Walking Among the Memorials of Budapest and Linz

In the afternoon of 15 May 2026, with some free time before the end of our river cruise, I decided to revisit the Shoes on the Danube Bank, a site we had briefly seen during our walking tour that morning. From the ship’s docking point, I walked nearly 2km to the Danube embankment where the iron shoes stand in silent testimony to one of Hungary’s darkest chapters.
The Shoes on the Danube Bank is among Budapest’s most moving Holocaust memorials. Created in 2005 by film director Can Togay and sculptor Gyula Pauer, it consists of sixty pairs of iron shoes fixed to the riverbank near the Hungarian Parliament.

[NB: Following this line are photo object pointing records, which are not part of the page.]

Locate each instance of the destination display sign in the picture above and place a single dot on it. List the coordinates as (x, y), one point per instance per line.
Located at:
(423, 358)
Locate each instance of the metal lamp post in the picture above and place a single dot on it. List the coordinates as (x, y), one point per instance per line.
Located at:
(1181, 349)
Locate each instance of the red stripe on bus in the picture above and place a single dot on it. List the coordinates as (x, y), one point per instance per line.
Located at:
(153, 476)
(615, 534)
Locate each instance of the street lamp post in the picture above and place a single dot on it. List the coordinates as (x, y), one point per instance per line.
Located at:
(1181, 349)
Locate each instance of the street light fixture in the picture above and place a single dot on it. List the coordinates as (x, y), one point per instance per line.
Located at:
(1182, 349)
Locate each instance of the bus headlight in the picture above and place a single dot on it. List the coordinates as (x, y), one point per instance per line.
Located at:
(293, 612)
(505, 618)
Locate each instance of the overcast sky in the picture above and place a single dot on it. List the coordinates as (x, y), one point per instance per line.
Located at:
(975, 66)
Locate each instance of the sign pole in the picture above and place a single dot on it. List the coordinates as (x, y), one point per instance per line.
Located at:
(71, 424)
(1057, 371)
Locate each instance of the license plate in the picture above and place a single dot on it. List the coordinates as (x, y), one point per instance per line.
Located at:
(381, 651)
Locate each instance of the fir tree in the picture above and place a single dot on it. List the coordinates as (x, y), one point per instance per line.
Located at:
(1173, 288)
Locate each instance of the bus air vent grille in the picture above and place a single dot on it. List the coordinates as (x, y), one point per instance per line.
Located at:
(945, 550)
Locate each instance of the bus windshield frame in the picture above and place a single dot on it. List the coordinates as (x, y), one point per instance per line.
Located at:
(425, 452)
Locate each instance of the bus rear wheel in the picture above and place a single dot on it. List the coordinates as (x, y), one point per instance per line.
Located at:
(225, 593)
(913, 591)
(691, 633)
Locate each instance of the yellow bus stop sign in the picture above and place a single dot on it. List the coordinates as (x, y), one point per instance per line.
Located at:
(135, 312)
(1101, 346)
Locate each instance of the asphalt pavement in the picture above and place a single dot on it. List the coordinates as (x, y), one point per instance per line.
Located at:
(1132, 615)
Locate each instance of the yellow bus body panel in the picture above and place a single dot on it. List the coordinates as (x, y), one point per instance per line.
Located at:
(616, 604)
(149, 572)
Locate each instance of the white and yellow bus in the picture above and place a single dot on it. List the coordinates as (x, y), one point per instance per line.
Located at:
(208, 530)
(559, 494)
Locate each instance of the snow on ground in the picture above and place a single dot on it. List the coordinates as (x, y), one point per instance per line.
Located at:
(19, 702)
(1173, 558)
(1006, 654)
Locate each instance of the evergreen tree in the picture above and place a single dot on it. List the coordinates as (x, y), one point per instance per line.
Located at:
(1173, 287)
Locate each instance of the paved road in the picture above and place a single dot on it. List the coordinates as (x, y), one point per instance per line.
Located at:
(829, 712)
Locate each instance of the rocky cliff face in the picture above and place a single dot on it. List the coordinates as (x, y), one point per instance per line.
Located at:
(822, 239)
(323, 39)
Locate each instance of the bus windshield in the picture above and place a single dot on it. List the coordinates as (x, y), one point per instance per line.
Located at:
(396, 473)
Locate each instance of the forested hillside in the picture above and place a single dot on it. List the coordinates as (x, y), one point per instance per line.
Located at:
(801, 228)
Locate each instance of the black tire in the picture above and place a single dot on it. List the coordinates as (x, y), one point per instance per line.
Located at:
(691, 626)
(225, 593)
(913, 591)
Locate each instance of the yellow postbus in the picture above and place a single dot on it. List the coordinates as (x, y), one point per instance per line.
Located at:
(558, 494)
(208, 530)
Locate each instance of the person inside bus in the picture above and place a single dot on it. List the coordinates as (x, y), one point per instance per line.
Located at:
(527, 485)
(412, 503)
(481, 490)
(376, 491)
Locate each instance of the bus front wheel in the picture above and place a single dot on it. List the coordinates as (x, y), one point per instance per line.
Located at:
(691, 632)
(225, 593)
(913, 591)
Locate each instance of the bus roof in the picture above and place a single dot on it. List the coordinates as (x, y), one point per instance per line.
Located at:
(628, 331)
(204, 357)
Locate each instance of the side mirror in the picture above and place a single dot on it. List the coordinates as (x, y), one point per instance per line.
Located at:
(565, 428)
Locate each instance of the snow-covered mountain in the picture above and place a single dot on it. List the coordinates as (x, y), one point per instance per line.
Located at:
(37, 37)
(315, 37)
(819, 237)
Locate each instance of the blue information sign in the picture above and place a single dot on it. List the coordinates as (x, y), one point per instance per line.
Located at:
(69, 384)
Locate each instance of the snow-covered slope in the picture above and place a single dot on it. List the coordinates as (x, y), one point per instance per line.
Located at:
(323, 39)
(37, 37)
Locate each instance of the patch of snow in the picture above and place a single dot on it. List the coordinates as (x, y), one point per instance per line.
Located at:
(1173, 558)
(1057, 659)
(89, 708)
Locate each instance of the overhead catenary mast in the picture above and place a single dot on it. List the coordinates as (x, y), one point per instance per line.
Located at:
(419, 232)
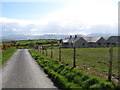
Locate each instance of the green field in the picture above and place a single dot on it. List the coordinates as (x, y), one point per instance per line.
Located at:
(6, 54)
(39, 41)
(67, 77)
(96, 59)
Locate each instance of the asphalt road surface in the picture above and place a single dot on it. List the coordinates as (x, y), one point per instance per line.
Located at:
(22, 71)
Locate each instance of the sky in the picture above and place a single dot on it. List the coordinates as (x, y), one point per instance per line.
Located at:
(59, 17)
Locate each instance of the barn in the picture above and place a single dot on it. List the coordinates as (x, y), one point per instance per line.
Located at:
(114, 40)
(95, 41)
(83, 42)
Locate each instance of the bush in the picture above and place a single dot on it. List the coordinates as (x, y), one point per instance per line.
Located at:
(67, 76)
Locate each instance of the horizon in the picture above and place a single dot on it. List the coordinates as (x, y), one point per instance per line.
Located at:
(60, 18)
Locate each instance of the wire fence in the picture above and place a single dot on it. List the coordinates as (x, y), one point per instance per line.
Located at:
(94, 60)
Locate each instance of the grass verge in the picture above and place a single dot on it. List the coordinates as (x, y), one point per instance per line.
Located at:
(67, 77)
(7, 54)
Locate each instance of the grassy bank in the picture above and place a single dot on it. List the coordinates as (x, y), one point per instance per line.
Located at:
(68, 77)
(6, 54)
(92, 58)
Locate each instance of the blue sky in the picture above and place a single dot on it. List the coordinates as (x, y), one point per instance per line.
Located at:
(63, 17)
(29, 10)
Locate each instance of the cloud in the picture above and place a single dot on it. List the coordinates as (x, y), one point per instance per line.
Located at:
(78, 17)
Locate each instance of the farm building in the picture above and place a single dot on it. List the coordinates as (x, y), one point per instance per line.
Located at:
(95, 41)
(114, 40)
(83, 42)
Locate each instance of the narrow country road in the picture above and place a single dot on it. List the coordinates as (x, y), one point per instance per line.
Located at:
(22, 71)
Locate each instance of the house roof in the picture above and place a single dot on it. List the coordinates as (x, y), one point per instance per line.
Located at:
(114, 39)
(91, 39)
(71, 40)
(87, 39)
(65, 40)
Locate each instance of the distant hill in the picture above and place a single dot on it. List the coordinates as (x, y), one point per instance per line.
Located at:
(50, 36)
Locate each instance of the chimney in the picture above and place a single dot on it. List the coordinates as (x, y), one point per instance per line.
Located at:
(70, 36)
(75, 36)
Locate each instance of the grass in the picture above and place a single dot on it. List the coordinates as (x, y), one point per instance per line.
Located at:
(39, 41)
(93, 58)
(68, 77)
(6, 54)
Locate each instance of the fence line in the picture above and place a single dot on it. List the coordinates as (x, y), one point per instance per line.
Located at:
(74, 57)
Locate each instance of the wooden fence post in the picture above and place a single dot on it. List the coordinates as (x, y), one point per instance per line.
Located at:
(74, 59)
(110, 62)
(46, 51)
(51, 51)
(59, 53)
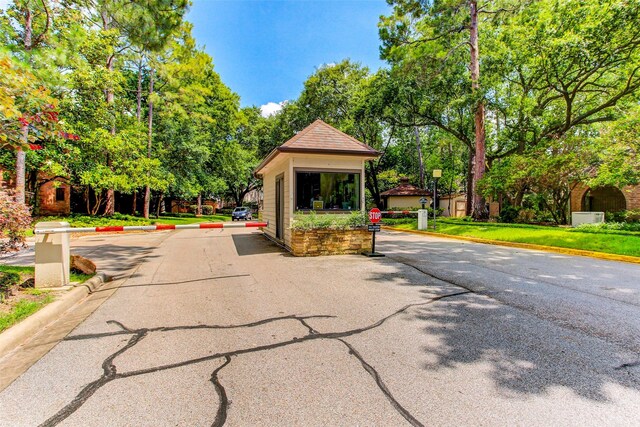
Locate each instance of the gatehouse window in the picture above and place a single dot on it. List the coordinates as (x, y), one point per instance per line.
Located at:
(326, 191)
(603, 199)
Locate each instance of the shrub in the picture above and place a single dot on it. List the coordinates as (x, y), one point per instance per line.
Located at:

They commemorate the victims who were executed at this site during the final months of World War II.

In 1944-1945, members of the fascist Arrow Cross militia carried out mass shootings along the Danube. Many victims, most of them Jews, were ordered to remove their shoes before being shot so that the footwear could be reused or sold. Their bodies were then pushed into the river. The memorial captures this atrocity through absence rather than representation: abandoned shoes marking lives suddenly and violently interrupted.

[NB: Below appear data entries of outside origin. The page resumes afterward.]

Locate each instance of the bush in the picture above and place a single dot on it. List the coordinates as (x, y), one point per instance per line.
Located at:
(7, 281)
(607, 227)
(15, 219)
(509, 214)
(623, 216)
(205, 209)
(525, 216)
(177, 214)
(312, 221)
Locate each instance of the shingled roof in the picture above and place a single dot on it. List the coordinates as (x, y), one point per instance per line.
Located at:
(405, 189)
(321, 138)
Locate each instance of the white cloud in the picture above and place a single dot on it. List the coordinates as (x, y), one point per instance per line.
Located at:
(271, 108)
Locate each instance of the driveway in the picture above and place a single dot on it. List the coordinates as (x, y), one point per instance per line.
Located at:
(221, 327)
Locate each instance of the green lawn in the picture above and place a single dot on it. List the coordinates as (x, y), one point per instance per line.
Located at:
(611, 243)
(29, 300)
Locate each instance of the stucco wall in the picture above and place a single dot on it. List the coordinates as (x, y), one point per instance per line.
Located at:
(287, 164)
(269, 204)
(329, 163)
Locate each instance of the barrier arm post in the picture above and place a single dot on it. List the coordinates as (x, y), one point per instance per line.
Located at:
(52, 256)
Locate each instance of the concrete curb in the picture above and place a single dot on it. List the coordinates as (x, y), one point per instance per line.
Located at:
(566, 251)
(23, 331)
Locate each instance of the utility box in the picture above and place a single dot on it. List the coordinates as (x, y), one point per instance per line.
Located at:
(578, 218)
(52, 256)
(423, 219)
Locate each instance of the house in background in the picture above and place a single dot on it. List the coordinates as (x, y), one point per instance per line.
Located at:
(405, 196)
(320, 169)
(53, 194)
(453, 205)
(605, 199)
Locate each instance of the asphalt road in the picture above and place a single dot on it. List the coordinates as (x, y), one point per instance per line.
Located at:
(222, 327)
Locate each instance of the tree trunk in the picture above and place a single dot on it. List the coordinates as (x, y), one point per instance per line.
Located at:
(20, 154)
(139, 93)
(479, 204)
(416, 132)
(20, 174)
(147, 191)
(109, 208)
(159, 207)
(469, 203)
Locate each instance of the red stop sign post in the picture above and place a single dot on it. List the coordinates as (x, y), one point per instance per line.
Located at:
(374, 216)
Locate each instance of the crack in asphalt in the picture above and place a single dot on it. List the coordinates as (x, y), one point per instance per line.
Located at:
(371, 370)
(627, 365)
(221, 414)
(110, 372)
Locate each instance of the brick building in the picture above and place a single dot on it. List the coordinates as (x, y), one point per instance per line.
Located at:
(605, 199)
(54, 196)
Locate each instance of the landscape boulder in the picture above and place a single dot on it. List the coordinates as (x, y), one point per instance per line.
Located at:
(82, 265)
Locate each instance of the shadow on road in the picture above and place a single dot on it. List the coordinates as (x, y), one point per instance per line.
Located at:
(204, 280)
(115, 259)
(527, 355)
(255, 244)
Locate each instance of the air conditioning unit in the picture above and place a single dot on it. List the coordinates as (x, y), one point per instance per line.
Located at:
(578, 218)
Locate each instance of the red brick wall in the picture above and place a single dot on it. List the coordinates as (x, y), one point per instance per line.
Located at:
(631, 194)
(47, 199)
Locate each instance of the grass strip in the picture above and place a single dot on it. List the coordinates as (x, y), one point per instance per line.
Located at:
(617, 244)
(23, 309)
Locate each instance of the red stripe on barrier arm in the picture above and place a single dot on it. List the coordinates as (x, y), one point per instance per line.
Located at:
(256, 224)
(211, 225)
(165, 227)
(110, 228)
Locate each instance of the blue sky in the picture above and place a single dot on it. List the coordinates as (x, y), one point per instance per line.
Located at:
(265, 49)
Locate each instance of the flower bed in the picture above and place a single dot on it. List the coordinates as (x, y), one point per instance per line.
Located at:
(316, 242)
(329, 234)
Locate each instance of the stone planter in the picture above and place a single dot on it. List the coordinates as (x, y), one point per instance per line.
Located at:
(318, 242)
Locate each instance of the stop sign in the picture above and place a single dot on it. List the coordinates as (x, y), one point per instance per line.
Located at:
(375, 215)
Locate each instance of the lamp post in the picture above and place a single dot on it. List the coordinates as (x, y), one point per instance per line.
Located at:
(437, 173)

Unlike conventional monuments, there are no heroic figures or grand narratives. The shoes rest at ground level, inviting visitors to look down and reflect on the ordinary humanity of those who perished. Cast in iron, they convey permanence and weight, while their varied styles hint at the individuality of the men, women, and children they represent. Flowers, candles, and small stones left by visitors - echoing Jewish mourning traditions - continue to transform the site into a living place of remembrance. Beside it, the flowing Danube serves as a powerful metaphor for time, loss, and memory.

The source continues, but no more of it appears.